Толстый и важный Бах, Гендель, Глюк, мрачный Бетховен и печальный, саркастичный Мендельсон глядели на виновного с высоты уничтожающим взглядом. Их окружали веером совсем неприметные, но весьма ехидные старички в париках и буклях. Один только Моцарт с душевным сочувствием поглядывал на несчастливца: «Ах ты, бедняга!»
«Бедняга» ерзал в жестком неудобном кожаном кресле и испытывал не страх, а горький стыд. А Звереву только того и было нужно.
Так жила бурса день за днем, от понедельника до субботы. «Воскресенье — день отдохновения от трудов», — гласила надпись, выведенная в регламенте твердым и четким почерком через всю строку.
Николай Сергеевич, вышедший к завтраку в байковом халате, был совершенно неузнаваем. Его глаза лукаво улыбались.
«Хитрит!» — решил Сергей, глядя недоверчиво исподлобья.
Но добродушие Зверева было не наигранное. Он полагал естественным и полезным раз в неделю, в воскресенье, отпустить вожжи совсем, во всех мелочах, чтобы еще крепче подтянуть их в понедельник.

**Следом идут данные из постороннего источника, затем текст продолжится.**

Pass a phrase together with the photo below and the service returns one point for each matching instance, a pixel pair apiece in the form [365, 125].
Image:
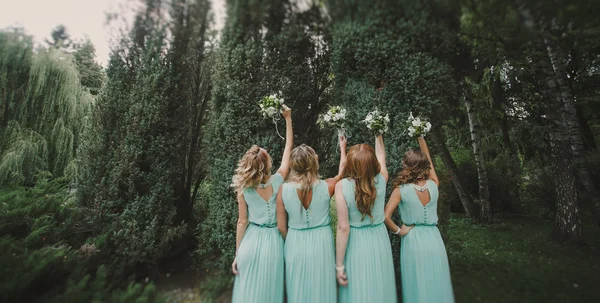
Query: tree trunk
[568, 223]
[588, 135]
[484, 189]
[498, 99]
[572, 122]
[464, 197]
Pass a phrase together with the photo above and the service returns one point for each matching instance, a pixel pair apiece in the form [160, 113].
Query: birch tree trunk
[464, 197]
[557, 58]
[568, 222]
[484, 189]
[567, 225]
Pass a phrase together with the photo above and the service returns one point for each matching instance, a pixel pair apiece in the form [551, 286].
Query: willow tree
[43, 105]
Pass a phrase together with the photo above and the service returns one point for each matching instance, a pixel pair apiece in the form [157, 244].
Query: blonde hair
[253, 169]
[304, 169]
[362, 166]
[415, 167]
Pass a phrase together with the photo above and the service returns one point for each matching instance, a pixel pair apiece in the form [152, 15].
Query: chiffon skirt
[369, 266]
[310, 266]
[260, 266]
[424, 267]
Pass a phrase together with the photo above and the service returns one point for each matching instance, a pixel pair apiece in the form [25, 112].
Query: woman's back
[317, 213]
[355, 216]
[415, 212]
[263, 211]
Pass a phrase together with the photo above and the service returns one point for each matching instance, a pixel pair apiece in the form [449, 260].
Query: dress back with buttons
[354, 215]
[412, 211]
[261, 211]
[317, 213]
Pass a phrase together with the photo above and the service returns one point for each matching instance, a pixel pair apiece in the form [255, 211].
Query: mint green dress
[309, 247]
[260, 255]
[423, 259]
[368, 262]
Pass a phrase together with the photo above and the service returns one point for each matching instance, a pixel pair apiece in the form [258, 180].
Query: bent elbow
[242, 222]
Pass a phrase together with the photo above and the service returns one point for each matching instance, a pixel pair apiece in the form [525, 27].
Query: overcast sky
[81, 17]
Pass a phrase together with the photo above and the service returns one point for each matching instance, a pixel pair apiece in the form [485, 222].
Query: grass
[516, 262]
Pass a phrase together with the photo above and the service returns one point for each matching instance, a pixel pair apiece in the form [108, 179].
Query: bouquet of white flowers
[417, 126]
[334, 117]
[271, 106]
[377, 122]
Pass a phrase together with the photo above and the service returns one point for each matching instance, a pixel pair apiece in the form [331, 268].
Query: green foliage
[141, 155]
[40, 121]
[515, 261]
[39, 227]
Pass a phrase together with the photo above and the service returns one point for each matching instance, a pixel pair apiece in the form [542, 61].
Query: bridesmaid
[423, 259]
[258, 264]
[303, 207]
[363, 243]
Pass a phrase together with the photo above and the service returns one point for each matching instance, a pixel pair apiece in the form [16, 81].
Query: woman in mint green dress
[258, 264]
[303, 220]
[423, 259]
[364, 263]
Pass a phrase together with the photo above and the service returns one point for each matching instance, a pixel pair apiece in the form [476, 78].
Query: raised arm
[331, 182]
[380, 153]
[242, 225]
[281, 214]
[343, 232]
[390, 208]
[425, 150]
[284, 169]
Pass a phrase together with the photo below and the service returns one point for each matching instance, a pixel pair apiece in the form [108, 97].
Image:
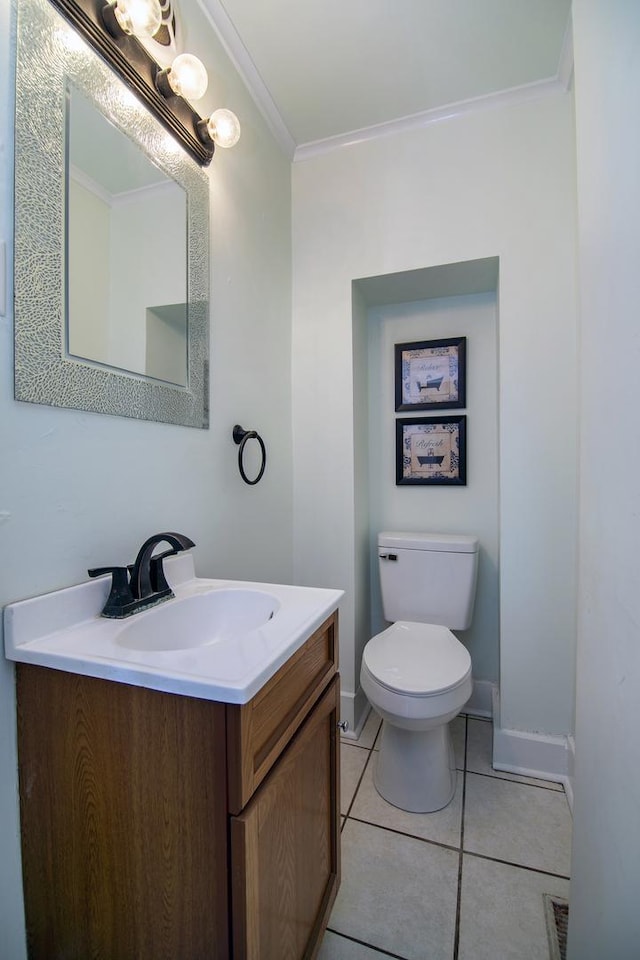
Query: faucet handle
[120, 596]
[158, 579]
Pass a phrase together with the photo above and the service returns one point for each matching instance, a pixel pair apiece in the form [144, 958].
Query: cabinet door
[285, 846]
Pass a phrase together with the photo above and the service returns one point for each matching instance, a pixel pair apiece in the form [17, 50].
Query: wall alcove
[447, 300]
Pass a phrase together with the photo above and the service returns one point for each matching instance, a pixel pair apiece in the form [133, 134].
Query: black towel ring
[240, 435]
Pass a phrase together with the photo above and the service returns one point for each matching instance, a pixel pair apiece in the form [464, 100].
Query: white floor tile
[480, 752]
[397, 893]
[335, 947]
[352, 763]
[502, 912]
[522, 824]
[443, 826]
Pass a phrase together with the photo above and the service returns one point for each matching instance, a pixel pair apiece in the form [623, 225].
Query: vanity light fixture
[223, 127]
[186, 77]
[112, 30]
[138, 18]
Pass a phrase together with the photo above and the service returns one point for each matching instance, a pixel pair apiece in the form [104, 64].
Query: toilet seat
[417, 659]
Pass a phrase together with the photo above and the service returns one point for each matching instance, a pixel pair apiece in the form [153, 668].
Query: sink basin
[200, 620]
[216, 639]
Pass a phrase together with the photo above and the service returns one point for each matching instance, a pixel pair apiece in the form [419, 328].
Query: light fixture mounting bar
[137, 68]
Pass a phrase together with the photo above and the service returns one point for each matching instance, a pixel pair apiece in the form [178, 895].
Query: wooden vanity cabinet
[164, 827]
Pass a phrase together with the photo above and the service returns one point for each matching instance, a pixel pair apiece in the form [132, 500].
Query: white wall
[497, 183]
[78, 490]
[471, 509]
[604, 919]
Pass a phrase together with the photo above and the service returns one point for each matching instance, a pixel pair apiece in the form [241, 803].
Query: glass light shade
[142, 18]
[188, 77]
[224, 128]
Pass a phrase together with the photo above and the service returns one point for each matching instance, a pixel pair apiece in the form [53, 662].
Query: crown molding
[239, 56]
[503, 98]
[565, 68]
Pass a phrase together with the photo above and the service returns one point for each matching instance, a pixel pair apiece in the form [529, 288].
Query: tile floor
[464, 883]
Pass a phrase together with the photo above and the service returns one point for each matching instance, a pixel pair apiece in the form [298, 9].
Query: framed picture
[431, 374]
[431, 450]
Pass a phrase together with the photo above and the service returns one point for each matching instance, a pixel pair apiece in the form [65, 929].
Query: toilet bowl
[417, 676]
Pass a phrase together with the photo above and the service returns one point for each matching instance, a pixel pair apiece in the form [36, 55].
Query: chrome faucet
[143, 583]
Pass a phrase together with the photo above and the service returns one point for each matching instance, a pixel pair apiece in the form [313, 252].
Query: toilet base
[416, 769]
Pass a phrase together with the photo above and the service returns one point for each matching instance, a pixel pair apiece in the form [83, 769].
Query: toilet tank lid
[446, 542]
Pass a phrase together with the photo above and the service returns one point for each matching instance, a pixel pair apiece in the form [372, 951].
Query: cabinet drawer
[285, 850]
[258, 731]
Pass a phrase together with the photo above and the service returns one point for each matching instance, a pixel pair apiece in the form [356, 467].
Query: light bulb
[187, 77]
[224, 128]
[142, 18]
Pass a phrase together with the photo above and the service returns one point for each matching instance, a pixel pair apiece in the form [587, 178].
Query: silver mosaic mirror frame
[43, 374]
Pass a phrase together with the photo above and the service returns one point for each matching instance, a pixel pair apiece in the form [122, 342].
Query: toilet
[416, 674]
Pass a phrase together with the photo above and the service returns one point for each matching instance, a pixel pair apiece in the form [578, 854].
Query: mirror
[112, 240]
[120, 309]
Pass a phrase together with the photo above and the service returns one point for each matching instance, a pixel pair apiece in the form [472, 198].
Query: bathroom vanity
[161, 825]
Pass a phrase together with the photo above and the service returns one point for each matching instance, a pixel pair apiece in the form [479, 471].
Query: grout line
[519, 783]
[456, 939]
[364, 943]
[403, 833]
[518, 866]
[352, 743]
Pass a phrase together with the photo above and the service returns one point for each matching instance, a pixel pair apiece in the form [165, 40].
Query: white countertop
[64, 630]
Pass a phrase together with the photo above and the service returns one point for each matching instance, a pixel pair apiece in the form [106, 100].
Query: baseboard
[529, 754]
[480, 703]
[354, 708]
[568, 781]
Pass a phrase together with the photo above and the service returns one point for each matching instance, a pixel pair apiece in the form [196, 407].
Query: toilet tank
[429, 578]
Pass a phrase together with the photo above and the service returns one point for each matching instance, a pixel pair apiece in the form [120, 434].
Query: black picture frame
[431, 451]
[431, 374]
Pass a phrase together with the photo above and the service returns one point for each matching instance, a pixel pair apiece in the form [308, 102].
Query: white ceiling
[341, 70]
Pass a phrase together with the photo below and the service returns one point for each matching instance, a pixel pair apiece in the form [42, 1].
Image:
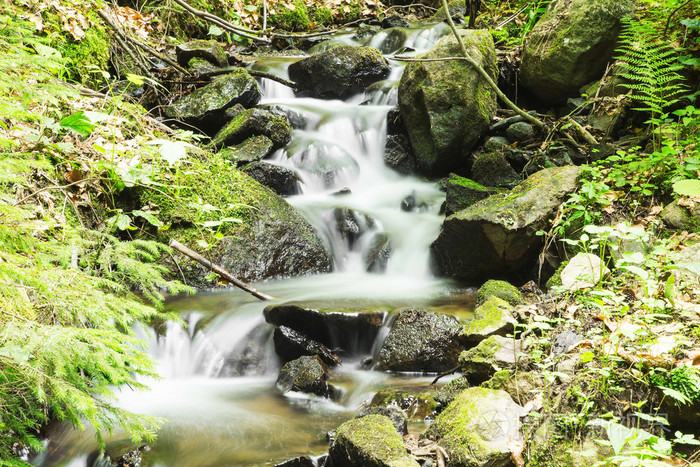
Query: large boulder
[370, 441]
[477, 428]
[205, 108]
[498, 235]
[421, 340]
[447, 105]
[339, 72]
[570, 46]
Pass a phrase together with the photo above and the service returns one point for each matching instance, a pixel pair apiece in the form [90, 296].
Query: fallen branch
[487, 78]
[177, 246]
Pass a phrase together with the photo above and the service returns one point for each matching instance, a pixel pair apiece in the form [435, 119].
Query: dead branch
[177, 246]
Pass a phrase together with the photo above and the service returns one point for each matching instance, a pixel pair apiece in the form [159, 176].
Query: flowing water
[243, 421]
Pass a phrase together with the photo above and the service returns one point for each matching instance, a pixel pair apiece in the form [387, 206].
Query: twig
[487, 78]
[177, 246]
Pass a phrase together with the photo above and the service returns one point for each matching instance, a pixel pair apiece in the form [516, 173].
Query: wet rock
[492, 354]
[250, 356]
[477, 428]
[500, 231]
[210, 51]
[306, 374]
[446, 106]
[493, 317]
[418, 406]
[500, 289]
[251, 150]
[493, 170]
[420, 340]
[585, 270]
[376, 256]
[339, 72]
[680, 217]
[462, 192]
[352, 331]
[252, 122]
[519, 132]
[290, 345]
[570, 46]
[392, 412]
[283, 180]
[205, 107]
[370, 441]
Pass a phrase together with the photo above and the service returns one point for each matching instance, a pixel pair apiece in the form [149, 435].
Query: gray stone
[498, 234]
[570, 46]
[446, 105]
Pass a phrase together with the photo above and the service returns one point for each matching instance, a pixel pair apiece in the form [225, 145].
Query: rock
[369, 441]
[418, 406]
[462, 193]
[205, 107]
[493, 170]
[477, 428]
[494, 317]
[500, 289]
[376, 256]
[339, 72]
[682, 218]
[498, 234]
[208, 50]
[251, 150]
[290, 345]
[420, 340]
[283, 180]
[252, 122]
[585, 270]
[393, 413]
[352, 331]
[492, 354]
[306, 374]
[446, 106]
[519, 132]
[570, 46]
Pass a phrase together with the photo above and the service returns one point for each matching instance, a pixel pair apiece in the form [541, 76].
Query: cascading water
[217, 417]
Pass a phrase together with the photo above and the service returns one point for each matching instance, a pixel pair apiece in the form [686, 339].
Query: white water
[243, 421]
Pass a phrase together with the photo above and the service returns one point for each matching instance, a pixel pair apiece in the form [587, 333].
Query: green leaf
[79, 123]
[689, 187]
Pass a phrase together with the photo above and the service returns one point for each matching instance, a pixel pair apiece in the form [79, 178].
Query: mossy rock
[447, 105]
[500, 289]
[370, 441]
[570, 46]
[339, 72]
[476, 429]
[494, 317]
[498, 235]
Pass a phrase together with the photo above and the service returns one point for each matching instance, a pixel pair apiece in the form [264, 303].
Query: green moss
[500, 289]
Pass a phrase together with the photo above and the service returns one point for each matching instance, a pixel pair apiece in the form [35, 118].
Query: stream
[246, 421]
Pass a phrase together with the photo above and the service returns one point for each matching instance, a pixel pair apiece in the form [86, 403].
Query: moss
[500, 289]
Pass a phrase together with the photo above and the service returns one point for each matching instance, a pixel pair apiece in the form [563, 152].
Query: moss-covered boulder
[570, 46]
[446, 105]
[205, 108]
[210, 51]
[351, 331]
[494, 317]
[498, 235]
[477, 428]
[421, 340]
[500, 289]
[252, 122]
[306, 374]
[339, 72]
[480, 363]
[370, 441]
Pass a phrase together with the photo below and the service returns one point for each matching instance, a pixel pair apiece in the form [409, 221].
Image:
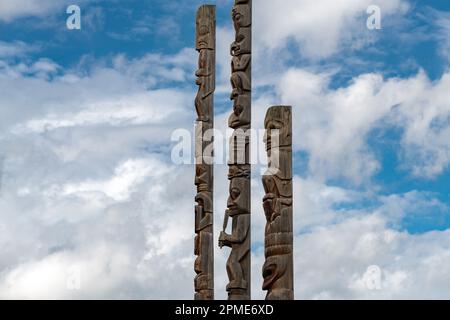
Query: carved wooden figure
[278, 267]
[204, 105]
[238, 205]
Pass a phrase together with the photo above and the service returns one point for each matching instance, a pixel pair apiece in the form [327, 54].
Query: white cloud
[320, 28]
[333, 125]
[12, 9]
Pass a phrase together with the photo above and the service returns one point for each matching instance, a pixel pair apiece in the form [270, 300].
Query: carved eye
[238, 109]
[204, 30]
[240, 38]
[235, 192]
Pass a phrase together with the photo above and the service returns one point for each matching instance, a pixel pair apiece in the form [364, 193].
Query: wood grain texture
[238, 204]
[278, 269]
[204, 170]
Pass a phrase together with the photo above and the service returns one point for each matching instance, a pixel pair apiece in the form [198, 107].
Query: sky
[93, 207]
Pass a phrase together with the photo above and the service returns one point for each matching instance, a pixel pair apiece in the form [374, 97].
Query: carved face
[277, 124]
[241, 16]
[241, 112]
[205, 30]
[243, 42]
[238, 201]
[201, 177]
[274, 268]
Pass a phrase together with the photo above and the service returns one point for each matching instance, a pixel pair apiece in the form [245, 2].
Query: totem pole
[204, 170]
[278, 269]
[238, 205]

Сразу же после завтрака начинались звонки в прихожей. Приходили консерваторские товарищи, кадет Саша Скрябин, реже — застенчивый Федя Кенеман и почти каждый раз — Соля Самуэльсон. Мальчики играли в четыре, в шесть и в восемь рук, играли как хотели и что хотели, для своего удовольствия, не боясь упреков и замечаний.
Мало того, когда они играли при гостях Зверева, случалось и «смазать» порой. Но ни тени неудовольствия или раздражения не было на лице у Николая Сергеевича. Напротив, он захваливал их так, что музыкантов порой бросало в краску.
И само собой получалось, что нужно было играть как можно лучше.
Не проходило воскресенья без званых завтраков и обедов.
Артисты и художники, адвокаты и меценаты платили дань хлебосольству Зверева. Но чаще всего, разумеется, музыканты.
Танеев, Аренский, Пабст, Эрмансдорфер были в числе гостей постоянных. Зилоти же, когда он приезжал, вовсе за гостя не считали. До женитьбы он всегда останавливался у Зверева. Расспрашивая про Сергея, Александр Ильич слышал одни похвалы, не подозревая о пощечинах, которые тоже доставались на долю героя.
Он заставлял Сережу играть и сам охотно садился за рояль.
В концерте Зилоти в Москве, когда в финале «Пештского карнавала» взволнованная публика начала подниматься со своих мест, чтобы убедиться, что играет один человек, а не целый оркестр, Сергей понял, что не случайно Франц Лист присвоил его кузену полушутливое прозвище «Зилотис-симус».
Превзойти эту игру казалось невозможным.
Но…
В декабре 1885 года на сотое представление «Демона» в Москву приехал Антон Рубинштейн. Еще накануне по классам и коридорам разнесся слух, что Танеев, как директор консерватории, просил Рубинштейна оказать консерватории честь, прослушав камерный концерт самых одаренных. Жребий пал на двух девушек-вокалисток и двух пианистов — Левина и Рахманинова.